In a filing last week, Amy Lee Copeland, Travis McMichael’s lawyer, wrote that her client had received “hundreds of threats,” including “statements that his image has been circulated through the state prison system on contraband cellphones, that people are ‘waiting for him,’ that he should not go into the yard, and that correctional officers have promised a willingness (whether for pay or for free) to keep certain doors unlocked and backs turned to allow inmates to harm him.”


But Arbery’s family members came to the federal courthouse in Brunswick, Georgia, on Monday and argued that the three men deserved no special treatment after their own notorious acts of vigilantism against Arbery.


“These three devils have broken my heart into pieces,” Marcus Arbery Sr., Arbery’s father, said in court Monday. He added that he hoped the men would “rot in the state prison.”


In three separate hearings, the defense lawyers for the three men asked for at least the first part of their clients’ terms to be served in the federal system. Copeland noted the “rich irony” that her client was concerned about vigilante violence. But she argued for a “cooling off” period in federal prison to last for the duration of the appeals process. Putting her client in state prison now, she said, would “effectively” result in “a back-door death penalty.”


In announcing their investigation, federal officials said the safety problems in Georgia’s prison system had been compounded by staffing shortages, training issues and other factors. Copeland cited an analysis from Georgia Public Broadcasting that found that 53 homicides had occurred in Georgia’s state prisons in 2020 and 2021.


The McMichaels and Bryan are currently being held in a local jail, the Glynn County Detention Center, where they have been since they were arrested in May 2020. They had walked free for weeks after Travis McMichael shot Arbery at close range with a shotgun.


The fatal shooting came after the men, in a pair of pickup trucks, chased Arbery, who was on foot, through their suburban neighborhood of Satilla Shores, just outside of Brunswick. The chase, and the killing, were captured on video that was widely circulated on the internet, sparking outrage worldwide and assertions from civil rights leaders that Arbery had been subject to a modern-day lynching.


Moments before the chase, Arbery had been inside a house under construction; the McMichaels had suspected him of committing a string of property crimes. Arbery’s relatives said Arbery, an avid runner, had been out for a Sunday jog. In court proceedings, prosecutors argued that all three defendants harbored racial animus toward Black people.


In court Monday, A.J. Balbo, the lawyer for Gregory McMichael, asked for leniency, noting that his client suffered from heart problems and bouts of depression and anxiety. The lawyer for Bryan, J. Pete Theodocion, noted that his client, unlike the McMichaels, had not grabbed a gun when he joined the chase. Prosecutors noted, however, that Bryan had used his truck to block Arbery as he tried to run out of the neighborhood.
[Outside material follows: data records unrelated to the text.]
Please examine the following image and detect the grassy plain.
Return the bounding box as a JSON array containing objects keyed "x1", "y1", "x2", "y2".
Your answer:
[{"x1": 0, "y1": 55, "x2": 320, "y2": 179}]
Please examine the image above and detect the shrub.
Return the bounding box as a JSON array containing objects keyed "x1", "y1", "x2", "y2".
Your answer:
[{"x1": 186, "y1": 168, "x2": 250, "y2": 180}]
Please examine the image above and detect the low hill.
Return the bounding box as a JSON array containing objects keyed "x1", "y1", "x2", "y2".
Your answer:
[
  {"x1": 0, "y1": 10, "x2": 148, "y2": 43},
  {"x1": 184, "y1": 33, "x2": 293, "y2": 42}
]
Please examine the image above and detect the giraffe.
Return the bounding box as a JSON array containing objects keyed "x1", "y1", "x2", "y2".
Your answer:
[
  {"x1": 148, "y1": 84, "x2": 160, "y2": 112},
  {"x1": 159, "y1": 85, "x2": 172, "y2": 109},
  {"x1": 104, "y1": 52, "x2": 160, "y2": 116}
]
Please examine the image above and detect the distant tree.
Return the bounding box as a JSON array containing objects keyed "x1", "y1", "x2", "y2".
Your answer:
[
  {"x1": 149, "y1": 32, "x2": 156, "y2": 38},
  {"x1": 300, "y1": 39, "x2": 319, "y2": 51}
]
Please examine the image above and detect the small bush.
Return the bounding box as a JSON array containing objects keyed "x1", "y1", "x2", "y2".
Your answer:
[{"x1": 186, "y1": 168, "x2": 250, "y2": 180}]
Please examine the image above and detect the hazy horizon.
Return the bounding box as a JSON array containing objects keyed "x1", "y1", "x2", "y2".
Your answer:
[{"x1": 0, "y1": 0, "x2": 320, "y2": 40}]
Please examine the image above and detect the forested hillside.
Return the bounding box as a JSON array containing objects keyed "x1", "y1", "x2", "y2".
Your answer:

Wood said she had spent a long time thinking about the appropriate sentences for the men. At one point, she referred to the February 2022 federal trial that she presided over, in which all three men were found guilty of federal hate crimes.


It had been a fair trial, Wood said — “the kind of trial that Ahmaud Arbery did not receive before he was shot and killed.”


The three men did not take the stand during their trials. But on Monday, Bryan apologized to Arbery’s family: “I never intended any harm to him,” he said.


Travis McMichael declined to address the court. But his father spoke before his sentencing. “The loss that you’ve endured is beyond description,” Gregory McMichael said to the Arbery family. “I’m sure that my words mean very little to you. But I want to assure you, I never wanted any of this to happen.”


The McMichaels were each given extra sentences, to run consecutively rather than concurrently, for their use of firearms in the incident. Bryan was technically given 447 months, with 27 months off for time served.


“By the time you’ve served your federal sentence, you will be close to 90 years old,” the judge said to Bryan. “But, again, Mr. Arbery never got the chance to be 26.”